Garry Trudeau, creator of the Doonesbury comic strip, teamed up with director Robert Altman on this satirical look at an American presidential campaign.Michael Murphy starred as hopeful Democratic nominee Jack Tanner. Also featured were Cynthia Nixon as Alex Tanner and Pamela Reed as J.T. Cavanaugh. Some real life political figures also made cameo appearances on the twelve-part series, including Bob Dole, Bruce Babbitt and Kitty Dukakis.
An Article from The New York Times
Like a Real Candidate, Tanner Falls Flat in Hollywood
By ALJEAN HARMETZ, SPECIAL TO THE NEW YORK TIMES
Published: May 18, 1988
The Democratic Presidential candidate Jack Tanner came to Hollywood recently for the usual purpose - to raise money.

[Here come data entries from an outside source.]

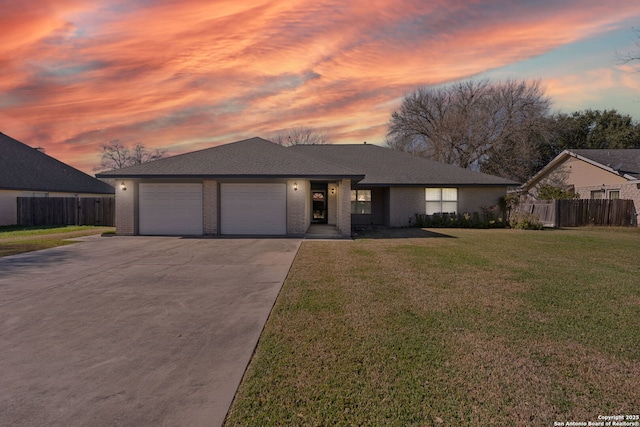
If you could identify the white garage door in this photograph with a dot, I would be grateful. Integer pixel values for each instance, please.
(170, 209)
(253, 209)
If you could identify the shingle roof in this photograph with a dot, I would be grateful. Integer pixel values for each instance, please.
(624, 161)
(384, 166)
(255, 157)
(28, 169)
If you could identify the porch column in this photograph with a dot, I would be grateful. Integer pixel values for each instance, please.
(344, 207)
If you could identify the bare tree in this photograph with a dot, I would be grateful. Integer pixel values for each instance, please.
(116, 155)
(300, 135)
(493, 127)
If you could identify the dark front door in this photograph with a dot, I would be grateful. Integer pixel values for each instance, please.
(319, 206)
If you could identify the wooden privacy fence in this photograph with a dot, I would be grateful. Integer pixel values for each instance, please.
(581, 212)
(66, 211)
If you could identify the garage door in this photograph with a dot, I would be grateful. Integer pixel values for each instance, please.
(170, 209)
(253, 209)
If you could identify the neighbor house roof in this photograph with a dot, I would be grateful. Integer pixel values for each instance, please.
(384, 166)
(623, 162)
(255, 158)
(28, 169)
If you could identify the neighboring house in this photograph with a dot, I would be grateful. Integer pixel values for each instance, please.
(28, 172)
(592, 174)
(256, 187)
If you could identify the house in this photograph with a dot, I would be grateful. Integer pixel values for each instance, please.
(592, 174)
(29, 172)
(256, 187)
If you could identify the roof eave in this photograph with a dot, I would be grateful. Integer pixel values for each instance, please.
(231, 176)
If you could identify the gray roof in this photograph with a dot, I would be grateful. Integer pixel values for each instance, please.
(28, 169)
(255, 158)
(624, 161)
(384, 166)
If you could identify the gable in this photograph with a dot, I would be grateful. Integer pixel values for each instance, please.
(383, 166)
(27, 169)
(251, 158)
(576, 169)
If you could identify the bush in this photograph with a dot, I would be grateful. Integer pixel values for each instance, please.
(451, 220)
(525, 222)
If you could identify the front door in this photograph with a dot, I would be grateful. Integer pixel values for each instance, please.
(319, 206)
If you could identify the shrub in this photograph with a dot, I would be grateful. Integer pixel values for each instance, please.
(486, 219)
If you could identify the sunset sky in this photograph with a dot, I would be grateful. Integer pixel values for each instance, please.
(189, 74)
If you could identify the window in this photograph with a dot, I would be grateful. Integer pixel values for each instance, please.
(361, 201)
(441, 200)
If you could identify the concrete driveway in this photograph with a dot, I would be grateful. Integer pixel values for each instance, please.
(140, 331)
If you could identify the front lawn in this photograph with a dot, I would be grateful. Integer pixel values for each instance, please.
(19, 239)
(478, 327)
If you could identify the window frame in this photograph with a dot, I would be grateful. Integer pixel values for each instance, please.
(357, 202)
(443, 198)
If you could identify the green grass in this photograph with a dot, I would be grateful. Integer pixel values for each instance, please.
(20, 239)
(491, 327)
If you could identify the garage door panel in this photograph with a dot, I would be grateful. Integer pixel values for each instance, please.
(253, 209)
(170, 209)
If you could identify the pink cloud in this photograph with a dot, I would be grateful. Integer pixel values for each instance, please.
(183, 74)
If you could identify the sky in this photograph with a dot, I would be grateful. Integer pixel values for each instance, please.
(184, 75)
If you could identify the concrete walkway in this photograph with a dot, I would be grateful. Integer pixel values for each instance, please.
(144, 331)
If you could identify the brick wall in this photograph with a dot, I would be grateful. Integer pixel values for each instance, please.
(404, 203)
(343, 199)
(298, 216)
(210, 207)
(126, 208)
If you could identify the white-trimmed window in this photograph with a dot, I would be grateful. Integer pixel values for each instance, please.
(361, 201)
(441, 200)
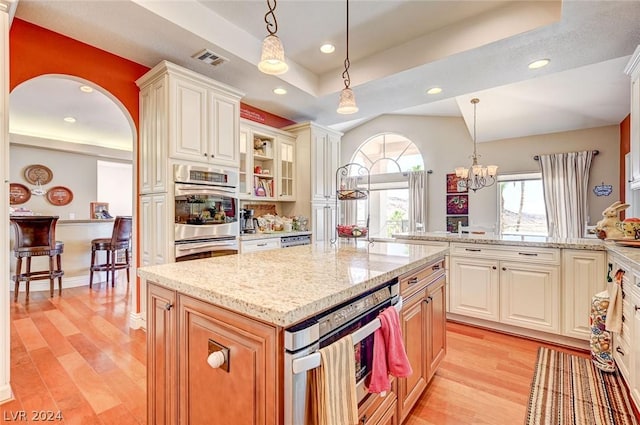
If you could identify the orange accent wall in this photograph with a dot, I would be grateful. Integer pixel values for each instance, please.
(625, 148)
(35, 51)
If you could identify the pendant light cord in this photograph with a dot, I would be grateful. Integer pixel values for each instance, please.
(271, 13)
(347, 64)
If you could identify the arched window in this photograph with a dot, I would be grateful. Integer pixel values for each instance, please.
(389, 153)
(390, 158)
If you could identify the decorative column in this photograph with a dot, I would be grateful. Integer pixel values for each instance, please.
(7, 9)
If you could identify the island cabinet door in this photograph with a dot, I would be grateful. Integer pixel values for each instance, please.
(413, 322)
(245, 388)
(437, 326)
(162, 396)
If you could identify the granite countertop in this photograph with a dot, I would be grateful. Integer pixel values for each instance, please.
(492, 239)
(272, 235)
(285, 286)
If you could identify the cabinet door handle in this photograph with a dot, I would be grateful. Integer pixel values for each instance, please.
(218, 357)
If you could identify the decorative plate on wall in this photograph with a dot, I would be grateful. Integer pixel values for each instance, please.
(38, 174)
(59, 195)
(18, 194)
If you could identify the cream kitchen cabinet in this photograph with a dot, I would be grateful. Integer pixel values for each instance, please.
(153, 153)
(517, 287)
(267, 163)
(200, 116)
(317, 159)
(633, 71)
(583, 275)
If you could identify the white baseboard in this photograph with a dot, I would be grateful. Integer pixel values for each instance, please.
(67, 282)
(522, 332)
(138, 321)
(5, 393)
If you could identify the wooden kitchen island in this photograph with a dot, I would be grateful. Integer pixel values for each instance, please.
(244, 303)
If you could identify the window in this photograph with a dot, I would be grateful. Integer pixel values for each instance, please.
(388, 157)
(521, 208)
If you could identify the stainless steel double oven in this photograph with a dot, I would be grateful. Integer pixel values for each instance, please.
(206, 212)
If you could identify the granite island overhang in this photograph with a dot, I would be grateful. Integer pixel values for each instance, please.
(283, 287)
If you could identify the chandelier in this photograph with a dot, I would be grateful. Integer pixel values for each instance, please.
(477, 176)
(347, 98)
(272, 57)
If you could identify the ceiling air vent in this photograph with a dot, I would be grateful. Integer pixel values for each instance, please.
(208, 57)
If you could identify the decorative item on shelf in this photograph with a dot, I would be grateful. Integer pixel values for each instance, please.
(272, 56)
(352, 202)
(477, 176)
(59, 195)
(347, 103)
(608, 226)
(603, 189)
(97, 210)
(18, 194)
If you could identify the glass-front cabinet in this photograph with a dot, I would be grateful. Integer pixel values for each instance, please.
(267, 163)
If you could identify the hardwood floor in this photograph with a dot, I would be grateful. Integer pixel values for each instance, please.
(76, 355)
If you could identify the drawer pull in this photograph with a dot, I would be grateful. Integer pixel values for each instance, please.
(218, 357)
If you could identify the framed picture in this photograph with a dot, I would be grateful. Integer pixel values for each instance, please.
(99, 210)
(454, 184)
(452, 222)
(457, 204)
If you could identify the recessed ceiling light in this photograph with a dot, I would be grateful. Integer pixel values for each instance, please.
(280, 90)
(539, 63)
(327, 48)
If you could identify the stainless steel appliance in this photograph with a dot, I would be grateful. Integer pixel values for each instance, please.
(357, 317)
(247, 221)
(206, 212)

The movie industry, which is generally apathetic this year about the real Presidential candidates, was equally unmoved by the fictional one. Almost no one showed up for the fund-raising party.
Tanner, the dark horse, is a creation of Garry Trudeau, the Pulitzer Prize-winning cartoonist who draws ''Doonesbury.'' The liberal Democratic candidate is played by Michael Murphy in a series of half-hour programs directed by Robert Altman and presented by Home Box Office.
Carrying his own suit bag, against the advice of his campaign managers, Tanner moves with the primaries from state to state, interacting with such real candidates as Bob Dole in New Hampshire. In future episodes, Tanner will be interviewed by Linda Ellerbee and share bagels and philosophy with Bruce Babbitt, the former Arizona Governor, who warns Tanner not to make the same mistakes he did in running for the Presidency. The Hollywood fund-raising episode will be broadcast on June 6, the eve of the California primary. Ignored by Hollywood Stars
Although Mr. Altman says the ABC correspondents David Brinkley and Sam Donaldson have asked to interview Tanner, Hollywood didn't rush to join the fun. The only well-known actor at the Beverly Comstock Hotel, where the cocktail party was shot last week, was Rebecca De Mornay, the co-star of ''Risky Business,'' and Ms. De Mornay is engaged to a member of the cast, Richard Cox.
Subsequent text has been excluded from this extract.